Francia es el cuarto país consumidor de aceite de oliva de la UE y el quinto a nivel mundial, con un consumo medio anual de 110 000 toneladas. Sin embargo, solo el 4 % del consumo del país procede de la producción francesa, mientras que más del 95 % se importa, principalmente de España, Túnez, Portugal e Italia.
Véase también: Consumo y exportaciones de aceite de oliva – Europa
Para el presidente de Afidol, Olivier Nasles, «hay que cuestionar los métodos de producción del país». El envejecimiento de los productores, los métodos de producción ineficientes, el cambio climático y la pérdida de conocimientos técnicos impiden a los productores franceses competir con sus vecinos.

Hasta un 75 % de los 40 000 productores de aceite de oliva del país son explotaciones familiares en las que el olivar es un cultivo secundario y donde la nueva generación no muestra un interés real por dedicarse a la agricultura, según Nasles.

Para Nasles, la agricultura familiar debería dejar de ser la columna vertebral de la producción francesa. «No podemos confiar en la nueva generación, ya que carece tanto de la pasión como de la dedicación de sus padres y abuelos».

Francia necesita movilidad si quiere ganar la batalla de la productividad y la competitividad frente a mercados emergentes como Túnez y Marruecos.
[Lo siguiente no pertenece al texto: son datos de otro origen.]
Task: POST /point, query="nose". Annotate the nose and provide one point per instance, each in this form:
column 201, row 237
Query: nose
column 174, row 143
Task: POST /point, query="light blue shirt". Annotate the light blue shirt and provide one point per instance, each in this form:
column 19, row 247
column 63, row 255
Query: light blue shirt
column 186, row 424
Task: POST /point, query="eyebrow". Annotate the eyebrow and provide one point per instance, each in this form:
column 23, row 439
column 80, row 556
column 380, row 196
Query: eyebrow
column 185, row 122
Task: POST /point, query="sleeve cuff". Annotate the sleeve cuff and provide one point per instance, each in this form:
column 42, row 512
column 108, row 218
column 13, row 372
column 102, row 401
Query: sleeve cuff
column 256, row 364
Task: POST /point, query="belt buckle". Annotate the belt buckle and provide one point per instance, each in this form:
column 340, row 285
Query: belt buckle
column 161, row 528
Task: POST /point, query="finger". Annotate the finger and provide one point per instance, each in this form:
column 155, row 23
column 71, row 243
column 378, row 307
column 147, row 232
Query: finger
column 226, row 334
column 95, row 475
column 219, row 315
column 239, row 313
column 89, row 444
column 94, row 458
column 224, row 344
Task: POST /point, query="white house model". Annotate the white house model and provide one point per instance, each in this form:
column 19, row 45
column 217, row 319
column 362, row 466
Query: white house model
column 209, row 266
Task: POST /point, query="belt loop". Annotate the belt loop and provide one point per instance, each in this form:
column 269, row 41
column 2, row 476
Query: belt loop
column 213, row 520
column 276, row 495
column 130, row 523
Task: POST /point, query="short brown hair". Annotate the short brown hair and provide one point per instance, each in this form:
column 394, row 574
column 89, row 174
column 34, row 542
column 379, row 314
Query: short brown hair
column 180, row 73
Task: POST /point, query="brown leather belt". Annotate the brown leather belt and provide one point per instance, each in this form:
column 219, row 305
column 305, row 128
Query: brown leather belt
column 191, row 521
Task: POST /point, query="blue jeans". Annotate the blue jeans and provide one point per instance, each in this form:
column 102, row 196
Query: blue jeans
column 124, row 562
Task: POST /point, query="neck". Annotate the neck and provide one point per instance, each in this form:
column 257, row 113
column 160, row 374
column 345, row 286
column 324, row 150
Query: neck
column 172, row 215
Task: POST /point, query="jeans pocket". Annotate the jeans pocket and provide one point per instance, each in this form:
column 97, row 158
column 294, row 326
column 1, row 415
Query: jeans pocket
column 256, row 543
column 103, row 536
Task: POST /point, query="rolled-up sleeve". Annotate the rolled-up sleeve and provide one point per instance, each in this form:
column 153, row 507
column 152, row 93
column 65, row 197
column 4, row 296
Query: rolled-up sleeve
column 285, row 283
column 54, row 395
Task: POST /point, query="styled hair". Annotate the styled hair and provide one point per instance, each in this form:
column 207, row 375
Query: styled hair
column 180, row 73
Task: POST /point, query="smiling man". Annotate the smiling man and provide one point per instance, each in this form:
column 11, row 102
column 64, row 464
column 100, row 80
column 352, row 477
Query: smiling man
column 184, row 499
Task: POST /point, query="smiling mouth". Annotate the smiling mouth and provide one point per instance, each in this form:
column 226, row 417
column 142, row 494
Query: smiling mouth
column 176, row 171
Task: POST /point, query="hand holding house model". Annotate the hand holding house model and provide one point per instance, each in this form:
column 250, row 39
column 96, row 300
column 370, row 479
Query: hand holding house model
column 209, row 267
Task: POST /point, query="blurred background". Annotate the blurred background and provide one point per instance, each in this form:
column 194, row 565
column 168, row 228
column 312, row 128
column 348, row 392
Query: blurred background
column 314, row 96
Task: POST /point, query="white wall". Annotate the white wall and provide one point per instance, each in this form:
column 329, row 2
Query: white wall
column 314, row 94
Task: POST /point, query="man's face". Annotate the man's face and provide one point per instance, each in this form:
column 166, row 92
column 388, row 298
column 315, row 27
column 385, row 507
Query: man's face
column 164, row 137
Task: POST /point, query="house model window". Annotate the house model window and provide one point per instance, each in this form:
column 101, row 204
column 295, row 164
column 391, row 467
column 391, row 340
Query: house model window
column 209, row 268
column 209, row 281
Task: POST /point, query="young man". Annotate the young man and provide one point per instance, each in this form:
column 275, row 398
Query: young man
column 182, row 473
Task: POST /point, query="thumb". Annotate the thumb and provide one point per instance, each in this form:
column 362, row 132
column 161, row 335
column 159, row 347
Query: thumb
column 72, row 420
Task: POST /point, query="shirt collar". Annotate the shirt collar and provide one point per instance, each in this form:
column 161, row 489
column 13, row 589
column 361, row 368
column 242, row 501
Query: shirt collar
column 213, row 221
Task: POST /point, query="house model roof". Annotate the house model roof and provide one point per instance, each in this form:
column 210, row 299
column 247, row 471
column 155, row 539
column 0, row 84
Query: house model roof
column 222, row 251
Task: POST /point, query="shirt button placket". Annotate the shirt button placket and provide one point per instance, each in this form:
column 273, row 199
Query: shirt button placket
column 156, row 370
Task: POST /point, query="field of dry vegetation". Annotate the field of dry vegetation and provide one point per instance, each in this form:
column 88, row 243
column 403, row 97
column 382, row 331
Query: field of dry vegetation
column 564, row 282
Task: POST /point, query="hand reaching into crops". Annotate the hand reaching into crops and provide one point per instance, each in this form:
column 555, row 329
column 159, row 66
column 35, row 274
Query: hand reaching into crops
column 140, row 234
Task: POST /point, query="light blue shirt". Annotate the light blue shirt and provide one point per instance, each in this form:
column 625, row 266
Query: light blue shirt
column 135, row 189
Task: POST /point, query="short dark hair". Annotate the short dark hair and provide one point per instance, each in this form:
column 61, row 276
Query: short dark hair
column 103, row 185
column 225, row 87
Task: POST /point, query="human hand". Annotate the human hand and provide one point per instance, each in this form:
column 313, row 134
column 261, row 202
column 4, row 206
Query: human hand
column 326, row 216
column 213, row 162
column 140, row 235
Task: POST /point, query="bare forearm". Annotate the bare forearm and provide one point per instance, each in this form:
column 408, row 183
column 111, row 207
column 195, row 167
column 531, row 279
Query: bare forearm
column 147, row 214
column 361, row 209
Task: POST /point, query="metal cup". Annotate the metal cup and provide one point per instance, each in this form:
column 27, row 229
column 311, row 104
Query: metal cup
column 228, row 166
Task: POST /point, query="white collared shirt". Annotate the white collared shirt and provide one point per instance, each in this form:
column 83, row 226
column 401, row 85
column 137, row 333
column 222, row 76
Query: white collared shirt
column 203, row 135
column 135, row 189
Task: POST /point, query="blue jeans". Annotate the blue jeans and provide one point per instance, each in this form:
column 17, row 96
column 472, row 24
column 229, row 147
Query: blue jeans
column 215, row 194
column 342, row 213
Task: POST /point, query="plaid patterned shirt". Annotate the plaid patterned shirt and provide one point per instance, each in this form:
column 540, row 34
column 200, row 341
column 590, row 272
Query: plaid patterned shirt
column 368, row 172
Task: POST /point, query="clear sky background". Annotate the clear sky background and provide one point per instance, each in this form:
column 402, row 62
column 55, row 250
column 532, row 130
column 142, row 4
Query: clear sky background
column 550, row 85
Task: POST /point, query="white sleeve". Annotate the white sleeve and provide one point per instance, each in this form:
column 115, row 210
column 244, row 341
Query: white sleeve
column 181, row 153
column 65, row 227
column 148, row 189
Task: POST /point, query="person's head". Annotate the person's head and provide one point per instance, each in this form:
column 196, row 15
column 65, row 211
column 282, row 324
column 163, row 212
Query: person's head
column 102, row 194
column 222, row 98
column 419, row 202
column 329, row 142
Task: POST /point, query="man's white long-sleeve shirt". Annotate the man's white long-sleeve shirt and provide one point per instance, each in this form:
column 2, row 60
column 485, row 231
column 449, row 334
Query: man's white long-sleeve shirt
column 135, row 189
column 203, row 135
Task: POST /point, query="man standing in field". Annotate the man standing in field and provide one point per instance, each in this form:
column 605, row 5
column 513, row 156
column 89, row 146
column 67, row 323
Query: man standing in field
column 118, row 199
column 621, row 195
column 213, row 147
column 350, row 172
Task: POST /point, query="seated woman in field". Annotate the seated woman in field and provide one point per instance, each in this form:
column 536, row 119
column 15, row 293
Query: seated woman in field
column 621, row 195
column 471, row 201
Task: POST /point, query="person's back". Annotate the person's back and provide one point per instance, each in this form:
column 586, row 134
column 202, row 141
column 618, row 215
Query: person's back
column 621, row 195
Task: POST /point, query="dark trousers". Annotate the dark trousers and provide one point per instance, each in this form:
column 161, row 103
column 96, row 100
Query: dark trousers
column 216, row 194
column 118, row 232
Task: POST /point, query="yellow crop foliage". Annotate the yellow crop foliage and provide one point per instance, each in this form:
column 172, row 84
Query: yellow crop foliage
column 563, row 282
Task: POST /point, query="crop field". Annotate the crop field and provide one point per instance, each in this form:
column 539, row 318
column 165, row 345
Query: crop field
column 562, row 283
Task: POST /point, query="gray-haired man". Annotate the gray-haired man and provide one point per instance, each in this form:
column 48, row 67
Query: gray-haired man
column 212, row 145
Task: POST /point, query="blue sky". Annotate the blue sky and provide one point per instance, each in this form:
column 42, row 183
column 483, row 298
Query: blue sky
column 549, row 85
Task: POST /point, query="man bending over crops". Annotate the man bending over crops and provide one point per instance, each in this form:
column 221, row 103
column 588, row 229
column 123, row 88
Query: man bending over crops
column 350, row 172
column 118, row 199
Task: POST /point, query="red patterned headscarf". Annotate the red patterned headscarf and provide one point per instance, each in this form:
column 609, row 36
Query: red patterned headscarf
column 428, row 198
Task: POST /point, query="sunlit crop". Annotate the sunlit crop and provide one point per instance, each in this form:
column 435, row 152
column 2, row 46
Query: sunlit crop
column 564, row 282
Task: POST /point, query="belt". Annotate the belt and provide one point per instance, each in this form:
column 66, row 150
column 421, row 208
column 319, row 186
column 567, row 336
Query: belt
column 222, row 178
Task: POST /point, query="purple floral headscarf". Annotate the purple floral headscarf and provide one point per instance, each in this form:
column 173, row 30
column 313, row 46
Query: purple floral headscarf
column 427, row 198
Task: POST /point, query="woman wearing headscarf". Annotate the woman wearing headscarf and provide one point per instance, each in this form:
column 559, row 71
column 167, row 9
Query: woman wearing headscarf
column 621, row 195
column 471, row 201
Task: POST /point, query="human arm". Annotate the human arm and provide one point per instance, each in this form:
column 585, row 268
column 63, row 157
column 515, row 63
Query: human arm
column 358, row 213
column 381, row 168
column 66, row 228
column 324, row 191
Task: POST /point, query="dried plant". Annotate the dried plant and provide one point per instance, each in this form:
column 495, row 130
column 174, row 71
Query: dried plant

Nasles insta a sus compañeros a tomar las riendas de su estancamiento agrícola y a adaptarse, especialmente al cambio climático.

Tras doce años al frente de Afidol, el año pasado Nasles presentó un informe a la comunidad agrícola sobre las vicisitudes del mercado del aceite de oliva y propuso una reforma con la puesta en marcha del «Club Objectif 1000».

La iniciativa se pondrá en marcha en colaboración con Todolivo, la empresa española (de Córdoba) que trabaja para mejorar la salud y la productividad de los olivares. La consultora acompaña a sus clientes desde la ejecución de la plantación hasta la molturación y la venta del aceite.

El «Club», financiado íntegramente por sus treinta miembros, es un plan trienal que tiene como objetivo la formación y profesionalización de los olivareros ya establecidos.

La idea es lograr un cultivo constante y repetitivo aplicando los conocimientos técnicos españoles a la cultura tradicional francesa y adquiriendo nuevas técnicas de riego.

El nuevo ciclo de producción será llevado a cabo por un técnico francés bajo la supervisión de Todolivo. El objetivo es producir mil litros por hectárea al año en una superficie de 300 hectáreas.

Por muy crítica que pueda parecer una revisión del sector del aceite de oliva francés, en opinión de Nasles sigue habiendo mucha esperanza. Si algunos agricultores fueran capaces de producir, de forma regular, entre 700 y 800 litros por hectárea, «reconsideraremos y ajustaremos nuestros métodos».

«El sector del aceite de oliva necesita profesionalizarse».